- Directive takes effect in July
- Impact on U.S. firms raising funds in EU
- ‘Passport’ could benefit Europeans
According to the law firm SJ Berwin, for many managers preparing for the implementation of the directive, a main concern has been how (and by how much) they will need to change their remuneration practices in order to comply with principles set out in the directive itself—provisions which were largely copied across from rules initially written to curb banking bonuses.
The U.S. law firm Weil, Gotshal & Manges recently put out an alert discussing how the AIFM Directive will impact U.S. buyout firms looking to raise money in Europe, recommending that for those investment advisers planning a marketing campaign there could be significant advantages in completing (or at least in planning and possibly commencing) marketing for their next fundraising prior to July 22.

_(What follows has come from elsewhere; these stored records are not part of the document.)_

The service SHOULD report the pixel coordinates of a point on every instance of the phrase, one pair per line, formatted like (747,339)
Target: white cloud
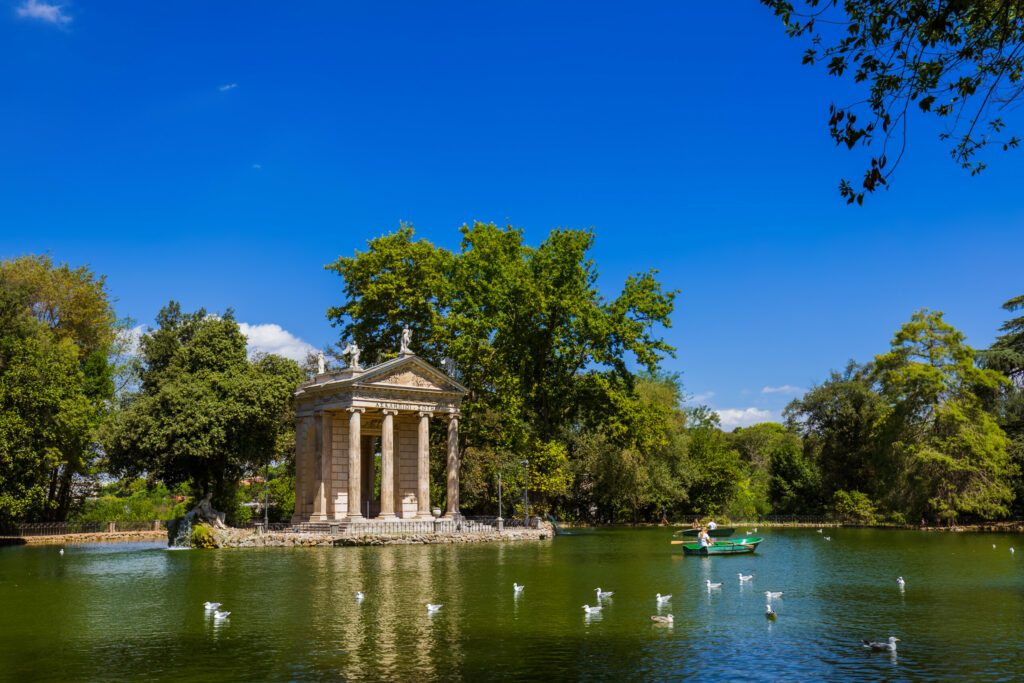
(785,388)
(131,339)
(44,11)
(743,417)
(270,338)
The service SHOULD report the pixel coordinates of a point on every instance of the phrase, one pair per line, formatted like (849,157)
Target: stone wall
(245,539)
(70,539)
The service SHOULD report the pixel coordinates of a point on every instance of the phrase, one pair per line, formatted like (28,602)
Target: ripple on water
(136,609)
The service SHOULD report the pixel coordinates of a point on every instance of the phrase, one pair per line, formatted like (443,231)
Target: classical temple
(349,422)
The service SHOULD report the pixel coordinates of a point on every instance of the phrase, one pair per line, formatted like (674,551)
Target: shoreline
(75,539)
(247,539)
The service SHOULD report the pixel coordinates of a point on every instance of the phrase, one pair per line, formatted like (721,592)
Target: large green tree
(839,421)
(524,328)
(1007,356)
(951,452)
(958,60)
(205,414)
(55,383)
(911,432)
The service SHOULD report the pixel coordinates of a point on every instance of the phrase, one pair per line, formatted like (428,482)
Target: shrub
(203,537)
(853,507)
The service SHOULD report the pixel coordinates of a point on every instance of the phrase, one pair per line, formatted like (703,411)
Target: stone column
(320,495)
(327,469)
(423,467)
(300,476)
(354,463)
(387,466)
(453,467)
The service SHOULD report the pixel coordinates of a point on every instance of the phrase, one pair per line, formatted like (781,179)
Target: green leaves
(524,328)
(951,57)
(205,414)
(56,328)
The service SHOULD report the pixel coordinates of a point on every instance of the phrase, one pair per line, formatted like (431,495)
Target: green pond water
(134,611)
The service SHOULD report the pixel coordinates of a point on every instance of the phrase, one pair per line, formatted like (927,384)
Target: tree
(720,470)
(777,477)
(952,455)
(205,414)
(524,328)
(1007,356)
(57,331)
(839,421)
(960,61)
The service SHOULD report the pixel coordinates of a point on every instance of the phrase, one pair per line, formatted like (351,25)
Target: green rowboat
(720,532)
(730,547)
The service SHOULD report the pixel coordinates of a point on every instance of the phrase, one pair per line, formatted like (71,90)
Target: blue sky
(220,154)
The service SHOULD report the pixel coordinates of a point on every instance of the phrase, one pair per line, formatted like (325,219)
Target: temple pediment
(408,373)
(413,378)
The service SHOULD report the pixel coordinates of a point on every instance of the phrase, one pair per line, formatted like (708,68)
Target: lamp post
(266,498)
(525,495)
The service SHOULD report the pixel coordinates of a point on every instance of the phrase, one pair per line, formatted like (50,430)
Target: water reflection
(137,611)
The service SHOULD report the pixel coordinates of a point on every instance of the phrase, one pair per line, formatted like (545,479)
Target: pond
(133,610)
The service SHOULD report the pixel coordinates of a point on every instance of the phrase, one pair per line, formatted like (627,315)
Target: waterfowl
(883,646)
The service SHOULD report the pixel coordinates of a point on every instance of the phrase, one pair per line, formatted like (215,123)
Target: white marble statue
(407,339)
(352,351)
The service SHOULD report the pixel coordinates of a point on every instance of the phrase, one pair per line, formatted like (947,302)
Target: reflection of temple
(363,442)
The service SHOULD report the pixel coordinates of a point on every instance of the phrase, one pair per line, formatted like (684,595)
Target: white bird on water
(883,646)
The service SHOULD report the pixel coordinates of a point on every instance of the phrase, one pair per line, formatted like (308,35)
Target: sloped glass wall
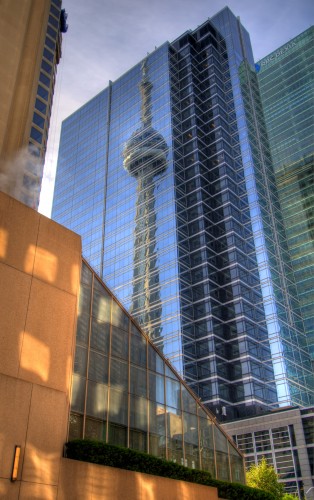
(126,393)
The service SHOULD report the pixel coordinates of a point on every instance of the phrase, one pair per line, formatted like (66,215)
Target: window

“If a U.S.-based fund manager can finish marketing a fund before 22 July, there will be some advantages—mainly because funds marketed in the EU after July will have some disclosure and ongoing reporting requirements under the directive,” said Simon Witney, a partner at SJ Berwin and the chairman of the European Venture Capital Association’s tax, legal and regulatory committee.
As long as the United States enters into a cooperation agreement by July, U.S.-based fund managers should be able to market their funds to European LPs, although some countries may make marketing harder for funds that are not authorized under the directive, Witney said.
U.S.-based managers shouldn’t be barred from marketing in Europe, but they won’t have immediate access to the pan European marketing passport, which will make fundraising easier for European fund managers once the passports are authorized under the directive.
Shawn Atkinson, a partner in the London office of law firm Edwards Wildman and a member of its international private equity and venture capital team, works mainly with UK offshore and U.S.-managed funds and says that he has not yet seen any noticeable change in the approach to fundraising, given the fact that the applicable regulatory changes have still not been defined.
One of the firm’s fund clients is now in fundraising mode, but as one of a very select group of elite private funds, regulatory change (including AIFM) has had no impact on fundraising, he said. “It has put an extra burden on compliance and therefore made legal teams (both in house and external) more important, but we certainly haven’t seen anyone racing to raise funds in advance of the looming deadlines.”
The bigger issue, he says, is timing of fundraising generally—and that is about the commercial investment decision rather than any increase in compliance burden.
The proof, as they say, will be in the pudding when the directive is implemented in July.
Angela Sormani is a special correspondent for Buyouts in London.